Root causes and Quality Assurance (QA) reports also documented issues that the licensee had earlier opportunities to address such as for control of important door keys and radioactive sources. The keys and sources were evaluated in root cause evaluation 1214773, and discussed in Inspection Report 05000282/2010002; 05000306/2010002, Section

4OA7 Licensee Identified Violations. Although this was a missed opportunity,

this self-critical identification of past evaluation weaknesses was, also, considered positive and provided lessons learned and motivation for more rigorous evaluations going forward.

The licensee had enhanced CAP oversight functions through the Plant Assessment Review Board and addition of the Technical Review Panel.
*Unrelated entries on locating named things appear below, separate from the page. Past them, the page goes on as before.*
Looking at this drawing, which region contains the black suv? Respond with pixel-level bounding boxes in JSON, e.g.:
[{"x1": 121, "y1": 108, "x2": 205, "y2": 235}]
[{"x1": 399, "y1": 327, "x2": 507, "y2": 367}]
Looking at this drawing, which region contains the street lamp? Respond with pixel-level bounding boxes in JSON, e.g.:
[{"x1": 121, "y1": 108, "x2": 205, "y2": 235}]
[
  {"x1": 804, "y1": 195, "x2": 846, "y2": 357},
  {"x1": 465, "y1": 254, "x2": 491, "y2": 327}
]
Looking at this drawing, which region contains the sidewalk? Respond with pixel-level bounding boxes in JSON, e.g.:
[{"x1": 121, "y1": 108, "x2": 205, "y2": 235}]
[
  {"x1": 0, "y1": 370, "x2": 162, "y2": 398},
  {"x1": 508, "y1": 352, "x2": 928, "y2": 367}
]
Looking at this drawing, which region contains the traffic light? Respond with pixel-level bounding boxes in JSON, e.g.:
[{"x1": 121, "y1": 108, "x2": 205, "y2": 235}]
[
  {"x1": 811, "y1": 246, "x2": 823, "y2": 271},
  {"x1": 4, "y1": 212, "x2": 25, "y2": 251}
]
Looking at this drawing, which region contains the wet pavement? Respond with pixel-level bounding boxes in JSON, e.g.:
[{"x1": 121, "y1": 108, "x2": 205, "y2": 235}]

These bodies reviewed and graded CAP evaluations for all higher significance items such as Root Causes and Apparent Causes and provided feedback to the staff. The Performance Assessment staff reviewed a sample of lower level CAP closures for adequacy as well. Enhanced oversight of the process combined with higher standards for products, increased adherence to due dates, and reductions in backlogs were recent improvements that had potential for long term improvements. However, it is too soon to conclude that these efforts will have the desired long term benefits.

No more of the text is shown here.